Section 4 — The approach we don't recommend
DRM removal tools — the legal landscape
Tools exist that strip DRM from purchased digital content: movies, ebooks, and audiobooks. They work by intercepting the decryption process during playback. They produce standard files (MP4, EPUB, MP3) that play on any device.
We are not recommending these tools. We are explaining the legal situation.
In the United States, the Digital Millennium Copyright Act (DMCA) makes it illegal to circumvent DRM — even on content you purchased. The law does not distinguish between personal backup and piracy distribution. Similar laws apply in the EU, UK, Canada, and most other jurisdictions. Enforcement has historically targeted distributors and tool makers rather than individual consumers, but individual risk is not zero. If resulting files are shared, risk increases substantially.
DRM removal tools are also frequently distributed through unofficial channels. Some contain malware. Some are legitimate. The user bears all risk of determining which is which.
Our position: We believe when you pay for content, you should own it. We believe DRM treats paying customers worse than pirates, who receive DRM-free files by default. We believe the legal framework is hostile to consumers. We also believe in describing the law as it is, not as it should be. Adults can make their own decisions with full information. That's what this page provides.
The structural solution: stop buying DRM content
The best way to avoid DRM lock-in is to stop accumulating it going forward:
- Music: Buy from Bandcamp (DRM-free downloads, artists paid directly). Rip CDs you own. iTunes music purchases have been DRM-free since 2009 — the problem is streaming, not purchases.
- Movies: Buy physical media (Blu-ray). Use Movies Anywhere to link accounts across platforms for future digital purchases. Treat digital movie "purchases" as rentals with no expiration date and price accordingly.
- Books: Buy DRM-free EPUB from publishers, Kobo, Smashwords, or direct from authors. Use Calibre to manage your library across devices.
- Audiobooks: Buy from Libro.fm (DRM-free, supports local bookstores).
- Apps: Prefer cross-platform apps (web apps, apps on multiple platforms). This reduces switching costs when you eventually change platforms again.
The bigger picture
When you bought a VHS tape, you owned it. You could watch it on any VCR. You could lend it, sell it, or watch it twenty years later on a different device that hadn't been manufactured when you bought the tape.

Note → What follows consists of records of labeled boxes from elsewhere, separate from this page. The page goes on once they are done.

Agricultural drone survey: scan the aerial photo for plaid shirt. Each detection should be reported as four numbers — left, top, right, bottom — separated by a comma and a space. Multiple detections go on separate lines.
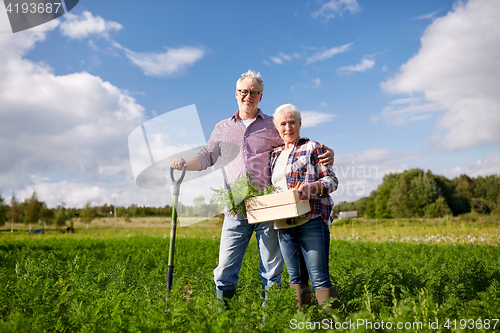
271, 138, 339, 225
196, 109, 283, 220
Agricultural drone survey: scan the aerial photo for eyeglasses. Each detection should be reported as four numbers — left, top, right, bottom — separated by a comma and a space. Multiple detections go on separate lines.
237, 89, 262, 98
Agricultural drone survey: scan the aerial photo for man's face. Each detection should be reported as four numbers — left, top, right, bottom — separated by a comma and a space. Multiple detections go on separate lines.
236, 79, 262, 118
274, 111, 302, 144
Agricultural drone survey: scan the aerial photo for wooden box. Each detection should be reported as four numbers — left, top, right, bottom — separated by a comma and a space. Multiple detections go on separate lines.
245, 190, 311, 223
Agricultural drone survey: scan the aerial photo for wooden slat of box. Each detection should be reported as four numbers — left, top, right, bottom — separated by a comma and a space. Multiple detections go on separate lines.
245, 190, 300, 211
245, 190, 311, 223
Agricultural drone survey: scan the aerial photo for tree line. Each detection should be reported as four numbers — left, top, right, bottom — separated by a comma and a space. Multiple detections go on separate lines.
0, 192, 220, 227
333, 169, 500, 218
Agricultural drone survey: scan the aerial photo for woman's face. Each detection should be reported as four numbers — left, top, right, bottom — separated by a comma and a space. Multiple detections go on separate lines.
274, 111, 301, 144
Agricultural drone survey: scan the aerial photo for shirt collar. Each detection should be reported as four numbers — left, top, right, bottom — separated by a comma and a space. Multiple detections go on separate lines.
274, 137, 309, 152
231, 108, 264, 121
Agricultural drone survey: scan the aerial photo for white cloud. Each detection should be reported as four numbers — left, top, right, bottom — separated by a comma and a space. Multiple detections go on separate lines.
381, 0, 500, 150
113, 42, 206, 77
270, 52, 300, 65
415, 10, 439, 20
0, 22, 144, 204
306, 43, 353, 65
60, 11, 122, 39
381, 96, 443, 127
311, 0, 361, 21
337, 56, 375, 75
331, 148, 418, 203
300, 111, 336, 128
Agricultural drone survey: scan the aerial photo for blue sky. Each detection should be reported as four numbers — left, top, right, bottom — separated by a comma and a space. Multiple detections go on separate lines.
0, 0, 500, 206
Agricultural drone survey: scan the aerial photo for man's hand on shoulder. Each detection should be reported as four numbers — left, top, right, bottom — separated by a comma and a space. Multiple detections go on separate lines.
318, 144, 335, 166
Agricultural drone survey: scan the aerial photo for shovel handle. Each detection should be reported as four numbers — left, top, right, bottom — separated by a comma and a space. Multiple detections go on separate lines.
170, 164, 186, 195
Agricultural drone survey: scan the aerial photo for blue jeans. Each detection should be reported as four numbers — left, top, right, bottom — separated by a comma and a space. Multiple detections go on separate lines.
278, 217, 332, 289
214, 216, 283, 291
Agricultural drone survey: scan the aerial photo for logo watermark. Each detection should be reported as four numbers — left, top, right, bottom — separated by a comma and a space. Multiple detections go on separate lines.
3, 0, 79, 33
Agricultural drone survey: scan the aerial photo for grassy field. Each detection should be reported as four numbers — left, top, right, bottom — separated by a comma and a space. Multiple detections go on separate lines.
0, 215, 500, 245
0, 215, 500, 332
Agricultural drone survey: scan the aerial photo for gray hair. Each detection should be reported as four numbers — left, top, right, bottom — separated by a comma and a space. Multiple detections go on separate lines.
273, 104, 302, 124
236, 69, 264, 93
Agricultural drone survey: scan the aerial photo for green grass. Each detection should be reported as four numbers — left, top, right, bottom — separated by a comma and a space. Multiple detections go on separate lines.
0, 233, 500, 332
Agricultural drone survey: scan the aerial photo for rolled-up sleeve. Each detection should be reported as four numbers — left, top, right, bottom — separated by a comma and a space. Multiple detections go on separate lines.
196, 139, 220, 170
313, 145, 339, 194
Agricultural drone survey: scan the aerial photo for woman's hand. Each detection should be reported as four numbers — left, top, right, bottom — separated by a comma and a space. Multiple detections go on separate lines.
170, 157, 186, 170
297, 181, 325, 200
318, 144, 335, 166
170, 157, 201, 171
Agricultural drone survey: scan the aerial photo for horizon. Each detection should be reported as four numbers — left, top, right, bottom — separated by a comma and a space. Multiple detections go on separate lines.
0, 0, 500, 208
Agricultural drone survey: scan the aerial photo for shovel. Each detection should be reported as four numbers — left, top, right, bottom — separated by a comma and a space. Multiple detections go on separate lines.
165, 166, 186, 311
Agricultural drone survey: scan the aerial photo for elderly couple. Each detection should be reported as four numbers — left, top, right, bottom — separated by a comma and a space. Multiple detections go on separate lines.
171, 70, 338, 310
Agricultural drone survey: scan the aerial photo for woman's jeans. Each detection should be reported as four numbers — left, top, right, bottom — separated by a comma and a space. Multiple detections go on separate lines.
278, 217, 332, 289
214, 216, 283, 291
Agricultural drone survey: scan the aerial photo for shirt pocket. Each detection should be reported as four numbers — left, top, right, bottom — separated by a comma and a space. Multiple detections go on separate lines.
292, 155, 309, 173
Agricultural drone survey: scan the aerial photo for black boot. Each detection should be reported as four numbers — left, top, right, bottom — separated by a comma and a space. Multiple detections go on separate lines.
216, 289, 236, 312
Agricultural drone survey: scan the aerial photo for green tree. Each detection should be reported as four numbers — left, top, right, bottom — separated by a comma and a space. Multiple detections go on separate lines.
471, 198, 497, 214
474, 175, 500, 202
0, 195, 9, 226
80, 201, 97, 229
387, 169, 424, 217
54, 205, 68, 228
9, 192, 19, 232
375, 173, 399, 219
365, 191, 377, 219
410, 171, 440, 216
23, 191, 42, 225
40, 202, 54, 225
424, 197, 451, 218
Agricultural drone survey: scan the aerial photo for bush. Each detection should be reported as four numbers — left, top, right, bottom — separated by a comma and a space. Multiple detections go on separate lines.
471, 198, 497, 214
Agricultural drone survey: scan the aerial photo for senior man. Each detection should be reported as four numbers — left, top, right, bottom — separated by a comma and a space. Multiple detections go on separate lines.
171, 70, 333, 310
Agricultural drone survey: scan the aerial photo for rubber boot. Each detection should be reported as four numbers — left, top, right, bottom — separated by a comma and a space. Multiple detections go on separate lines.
290, 283, 311, 311
216, 289, 236, 312
315, 286, 339, 310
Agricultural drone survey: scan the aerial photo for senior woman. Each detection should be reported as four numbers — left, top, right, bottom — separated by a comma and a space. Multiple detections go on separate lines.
271, 104, 338, 310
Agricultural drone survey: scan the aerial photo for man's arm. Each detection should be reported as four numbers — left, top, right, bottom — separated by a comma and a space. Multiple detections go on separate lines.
170, 157, 201, 171
318, 144, 335, 166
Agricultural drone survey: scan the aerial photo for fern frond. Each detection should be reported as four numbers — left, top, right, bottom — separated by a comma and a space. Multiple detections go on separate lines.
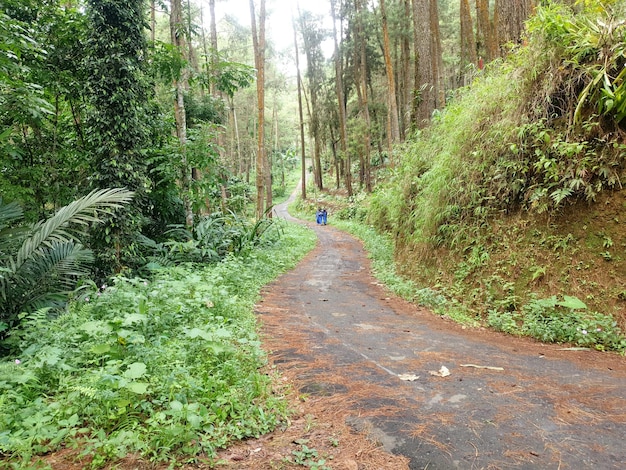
15, 188, 134, 269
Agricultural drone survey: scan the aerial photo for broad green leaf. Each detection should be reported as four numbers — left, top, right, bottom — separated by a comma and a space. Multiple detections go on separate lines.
185, 328, 212, 340
557, 295, 587, 310
124, 362, 146, 380
122, 313, 148, 326
170, 400, 183, 411
91, 344, 111, 354
126, 382, 148, 395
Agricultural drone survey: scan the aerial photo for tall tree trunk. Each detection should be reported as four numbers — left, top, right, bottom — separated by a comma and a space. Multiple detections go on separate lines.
430, 0, 446, 108
354, 0, 368, 192
398, 0, 411, 140
459, 0, 478, 80
413, 0, 437, 128
205, 0, 217, 95
330, 0, 352, 196
494, 0, 535, 55
380, 0, 400, 163
170, 0, 193, 226
150, 0, 156, 46
476, 0, 498, 62
300, 14, 324, 190
291, 13, 306, 200
250, 0, 264, 219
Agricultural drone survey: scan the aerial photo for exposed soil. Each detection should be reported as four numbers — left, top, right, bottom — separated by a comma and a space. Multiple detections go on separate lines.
37, 196, 626, 470
237, 201, 626, 469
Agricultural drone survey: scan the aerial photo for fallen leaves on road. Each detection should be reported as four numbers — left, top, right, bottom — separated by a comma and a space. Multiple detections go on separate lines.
461, 364, 504, 370
398, 374, 420, 382
428, 366, 450, 377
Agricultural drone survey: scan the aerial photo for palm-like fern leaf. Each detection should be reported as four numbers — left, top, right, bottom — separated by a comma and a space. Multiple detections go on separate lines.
14, 188, 133, 269
0, 188, 133, 322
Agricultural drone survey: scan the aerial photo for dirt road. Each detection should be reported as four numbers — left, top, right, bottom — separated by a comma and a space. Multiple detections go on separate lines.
258, 203, 626, 470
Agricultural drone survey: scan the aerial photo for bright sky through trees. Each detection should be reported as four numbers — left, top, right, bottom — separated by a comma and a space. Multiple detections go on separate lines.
213, 0, 333, 56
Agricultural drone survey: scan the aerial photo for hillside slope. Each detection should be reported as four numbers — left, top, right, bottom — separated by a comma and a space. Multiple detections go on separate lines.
369, 2, 626, 351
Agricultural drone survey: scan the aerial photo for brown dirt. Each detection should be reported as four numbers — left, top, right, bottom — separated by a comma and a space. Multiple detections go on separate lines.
37, 194, 626, 470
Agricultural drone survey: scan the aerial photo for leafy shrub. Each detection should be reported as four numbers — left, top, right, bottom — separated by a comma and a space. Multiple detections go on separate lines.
0, 189, 133, 332
488, 296, 626, 352
369, 4, 626, 256
0, 222, 315, 466
141, 212, 280, 266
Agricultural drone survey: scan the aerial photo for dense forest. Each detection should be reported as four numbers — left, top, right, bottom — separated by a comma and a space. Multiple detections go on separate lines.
0, 0, 626, 466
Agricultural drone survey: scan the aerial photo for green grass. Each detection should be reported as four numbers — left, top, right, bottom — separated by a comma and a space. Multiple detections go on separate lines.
0, 219, 315, 468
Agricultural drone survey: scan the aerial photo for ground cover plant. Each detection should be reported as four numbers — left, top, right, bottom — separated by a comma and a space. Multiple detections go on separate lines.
0, 220, 314, 468
366, 2, 626, 351
291, 187, 626, 354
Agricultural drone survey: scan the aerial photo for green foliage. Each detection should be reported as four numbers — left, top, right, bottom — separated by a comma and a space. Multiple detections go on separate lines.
291, 444, 330, 470
0, 189, 132, 329
368, 1, 626, 255
0, 221, 315, 466
86, 0, 152, 275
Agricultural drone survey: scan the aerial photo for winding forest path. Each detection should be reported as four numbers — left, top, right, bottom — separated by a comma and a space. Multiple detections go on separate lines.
258, 199, 626, 470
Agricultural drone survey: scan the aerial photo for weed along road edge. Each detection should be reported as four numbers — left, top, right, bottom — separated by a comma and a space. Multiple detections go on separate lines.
258, 200, 626, 470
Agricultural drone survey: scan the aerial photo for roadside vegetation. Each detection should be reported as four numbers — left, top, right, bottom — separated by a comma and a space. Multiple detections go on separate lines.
0, 217, 315, 468
300, 4, 626, 353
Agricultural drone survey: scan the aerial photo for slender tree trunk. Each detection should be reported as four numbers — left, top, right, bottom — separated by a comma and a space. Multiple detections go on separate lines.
250, 0, 264, 219
430, 0, 446, 108
170, 0, 193, 226
300, 14, 324, 190
460, 0, 478, 81
150, 0, 156, 45
354, 0, 370, 192
399, 0, 411, 140
330, 0, 352, 196
291, 17, 306, 200
413, 0, 437, 128
476, 0, 494, 62
205, 0, 217, 95
380, 0, 400, 162
494, 0, 535, 55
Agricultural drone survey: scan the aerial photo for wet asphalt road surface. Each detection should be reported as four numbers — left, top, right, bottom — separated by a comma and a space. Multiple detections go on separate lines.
258, 200, 626, 470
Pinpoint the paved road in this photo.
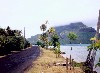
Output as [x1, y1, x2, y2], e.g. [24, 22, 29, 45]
[0, 46, 40, 73]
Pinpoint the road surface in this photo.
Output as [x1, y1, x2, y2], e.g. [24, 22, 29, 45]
[0, 46, 40, 73]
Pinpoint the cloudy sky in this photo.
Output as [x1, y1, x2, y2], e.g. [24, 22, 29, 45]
[0, 0, 100, 38]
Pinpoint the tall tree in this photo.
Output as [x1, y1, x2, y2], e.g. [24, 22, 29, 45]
[67, 32, 77, 70]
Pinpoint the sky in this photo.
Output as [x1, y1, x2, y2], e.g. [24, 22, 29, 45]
[0, 0, 100, 38]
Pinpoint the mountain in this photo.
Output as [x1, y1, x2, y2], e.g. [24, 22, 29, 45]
[28, 22, 96, 45]
[55, 22, 96, 45]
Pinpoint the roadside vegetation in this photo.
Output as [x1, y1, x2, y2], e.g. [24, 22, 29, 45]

When you "buy" a movie on Apple TV, you own a license to stream it within Apple's ecosystem for as long as Apple maintains the service and the licensing agreements with the content owners remain in effect. You cannot lend it. You cannot sell it. You cannot play it on a device Apple doesn't support. If Apple's agreement with the studio ends, the movie can disappear from your library. This has happened.
This is not unique to Apple. Amazon, Google, and every digital storefront work the same way. The difference is that Apple's ecosystem is designed so thoroughly that many people accumulate thousands of dollars in purchases before they realize what "purchase" actually means in this context.
Your photos are yours. Your documents are yours. Your purchased movies are Apple's, and they always were. Now you know. Now you can decide.